Cartesian parametrization of the Greek Meandre

Question

As the title suggests, I've been trying to find a parametric equation to describe the Greek meander pattern that's seen in a lot of historical architecture.

I've created a series of X and Y coordinates that traces it out:

And I have both a set of quasiperiodic data describing the X values:

And a set of periodic data describing the Y values:

How would I find the equation that describes these? At first I thought I had to do a Fourier series but I wouldn't even know where to start with a function like this.

Please help!

Answer 1

$\newcommand{\Brak}[1]{\left\langle#1\right\rangle}$Although Roland's (+1) piecewise function is efficient and accurate, a sketch of setting up a Fourier transform may be useful to posterity.

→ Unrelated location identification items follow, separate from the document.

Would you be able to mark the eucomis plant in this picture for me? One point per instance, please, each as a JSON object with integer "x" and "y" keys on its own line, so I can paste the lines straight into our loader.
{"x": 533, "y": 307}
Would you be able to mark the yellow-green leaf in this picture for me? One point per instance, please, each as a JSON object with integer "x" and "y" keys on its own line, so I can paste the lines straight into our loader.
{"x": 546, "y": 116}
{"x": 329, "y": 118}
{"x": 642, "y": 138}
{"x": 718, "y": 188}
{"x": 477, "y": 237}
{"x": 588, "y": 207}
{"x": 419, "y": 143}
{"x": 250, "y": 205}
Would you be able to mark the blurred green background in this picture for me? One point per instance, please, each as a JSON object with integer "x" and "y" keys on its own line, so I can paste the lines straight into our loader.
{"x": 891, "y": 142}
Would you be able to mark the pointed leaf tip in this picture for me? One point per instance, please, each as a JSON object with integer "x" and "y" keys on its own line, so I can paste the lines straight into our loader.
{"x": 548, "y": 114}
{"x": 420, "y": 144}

The two component functions are (quasi-)periodic with period $16$, so we may as well work on the interval $[0, 16]$ with the inner product $$ \Brak{f, g} = \frac{1}{8}\int_{0}^{16} f(t)g(t)\, dt. $$ The functions $$ c_{0}(t) = \frac{1}{\sqrt{2}},\qquad c_{k}(t) = \cos(2\pi kt/16),\quad s_{k}(t) = \sin(2\pi kt/16)\ \text{for $k$ positive} $$ form an orthonormal basis with respect to this inner product.

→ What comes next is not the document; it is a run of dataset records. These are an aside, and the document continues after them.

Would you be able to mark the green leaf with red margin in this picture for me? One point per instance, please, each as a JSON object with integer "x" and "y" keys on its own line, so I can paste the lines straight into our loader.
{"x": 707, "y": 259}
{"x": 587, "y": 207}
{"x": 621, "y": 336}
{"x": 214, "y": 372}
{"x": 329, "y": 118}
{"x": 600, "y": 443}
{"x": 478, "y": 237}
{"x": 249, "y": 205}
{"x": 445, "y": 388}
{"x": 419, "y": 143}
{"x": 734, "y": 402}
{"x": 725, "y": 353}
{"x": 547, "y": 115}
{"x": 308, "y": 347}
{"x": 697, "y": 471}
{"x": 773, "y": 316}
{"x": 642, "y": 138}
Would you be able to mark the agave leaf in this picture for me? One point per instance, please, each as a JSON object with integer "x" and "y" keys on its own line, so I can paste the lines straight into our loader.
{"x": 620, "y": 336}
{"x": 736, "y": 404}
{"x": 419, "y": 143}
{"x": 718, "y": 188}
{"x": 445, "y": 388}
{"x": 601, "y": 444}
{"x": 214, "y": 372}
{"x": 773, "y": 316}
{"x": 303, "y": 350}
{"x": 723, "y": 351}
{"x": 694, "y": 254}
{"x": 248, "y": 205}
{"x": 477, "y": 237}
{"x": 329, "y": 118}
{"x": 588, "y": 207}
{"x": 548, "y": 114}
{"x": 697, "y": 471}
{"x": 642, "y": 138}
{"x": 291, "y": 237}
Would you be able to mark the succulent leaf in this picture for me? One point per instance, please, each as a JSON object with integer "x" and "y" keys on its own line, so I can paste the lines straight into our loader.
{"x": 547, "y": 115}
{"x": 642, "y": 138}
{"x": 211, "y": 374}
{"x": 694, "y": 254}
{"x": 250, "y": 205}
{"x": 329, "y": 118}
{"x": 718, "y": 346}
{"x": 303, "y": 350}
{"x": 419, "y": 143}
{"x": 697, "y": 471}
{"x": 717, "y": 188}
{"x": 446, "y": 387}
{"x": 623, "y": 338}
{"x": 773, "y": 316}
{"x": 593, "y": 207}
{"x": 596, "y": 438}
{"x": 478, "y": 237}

Let $X$ and $Y$ denote the piecewise-linear component functions, and set $Z(t) = X(t) - t/4$, so that $Z$ and $Y$ are periodic with period $16$. Using numerical integration (perhaps Simpson's rule, dividing $[0, 16]$ into $16n$ subintervals), approximate the Fourier coefficients $$ \widehat{Zc}_{k} = \Brak{Z, c_{k}},\quad \widehat{Zs}_{k} = \Brak{Z, s_{k}},\qquad \widehat{Yc}_{k} = \Brak{Y, c_{k}},\quad \widehat{Ys}_{k} = \Brak{Y, s_{k}} $$ for $0 \leq k \leq 4n$. (Formally, treat $s_{0} = 0$.) For the highest frequency terms, that gives four Simpson subdivision points per period.

Now we can reconstitute the approximate component functions: $$ \widehat{X} = \frac{t}{4} + \sum_{k=0}^{4n} \widehat{Zc}_{k} c_{k} + \widehat{Zs}_{k} s_{k},\qquad \widehat{Y} = \sum_{k=0}^{4n} \widehat{Yc}_{k} c_{k} + \widehat{Ys}_{k} s_{k}, $$ and plot the resulting parametric path.

As proof of concept, here's a plot with $n = 8$ ($128$ subdivisions for integrating, $32$ sine terms and $33$ cosine terms):

Answer 2

You can integrate the directions over line segments. The result is

 X[t_] := 
   With[{s = Mod[t, 16], r = Floor[t, 16]}, 
   {r/4, 0} + 
   Piecewise[{
   {{0, s}, s <= 3}, 
    {{s - 3, 3}, s <= 6},
    {{3, 3 - (s - 6)}, s < 8}, 
    {{3 - (s - 8), 1}, s <= 9}, 
    {{2, 1 + (s - 9)}, s <= 10}, 
    {{2 - (s - 10), 2}, s <= 11}, 
    {{ 1, 2 - (s - 11)}, s <= 13}, 
    {{1 + s - 13, 0},s <= 16}, {0, 0} }]] 

    pic = ParametricPlot[X[t], {t, 0, 64}, 
             PlotStyle -> {Blue,Thickness[0.03]},  Axes -> None]

Answer 3

I would like to add my little stone to the building, even it is not an answer to the question about a parametric plot.

Fig. 1 : Basic pattern $B$ in red. Symmetrical pattern in green.

@Andrew D. Hwang has shown that Fourier analysis could be involved in a natural way in this issue.

I would like here to show that discrete convolution (with a coding of the moves by complex numbers) has also a natural place in this issue.

The generation of the greek meander pattern shown on fig. 1 has been generated by the following Matlab program :

n=5;                           % number of repetitions
B=[0,3i,6,-4i,-2,i];           % (red relative moves) 
C=[B,fliplr(B)];               % (red + green rel. moves)
DC=repmat([1,zeros(1,8)],1,n); % Dirac comb
D=conv(C,DC);                  % (red + green + blue rel. moves)
GM=cumsum(D);                  % (relative -> absolute moves)
plot(GM);

Comments : I have taken into account the fact that the greek meander has a central symmetry ; function "fliplr" (flip left-right) realizes this symmetry. Besides "repmat" (repeat matrix) operates the following repetition :

$$DC=[1,\underbrace{0,0,0,0,0,0,0,0}_{\text{eight times}},1,\underbrace{0,0,0,0,0,0,0,0}_{\text{eight times}},1,0,0,\cdots],$$

The final operation, convolution by a (discrete) Dirac comb, gives the periodization.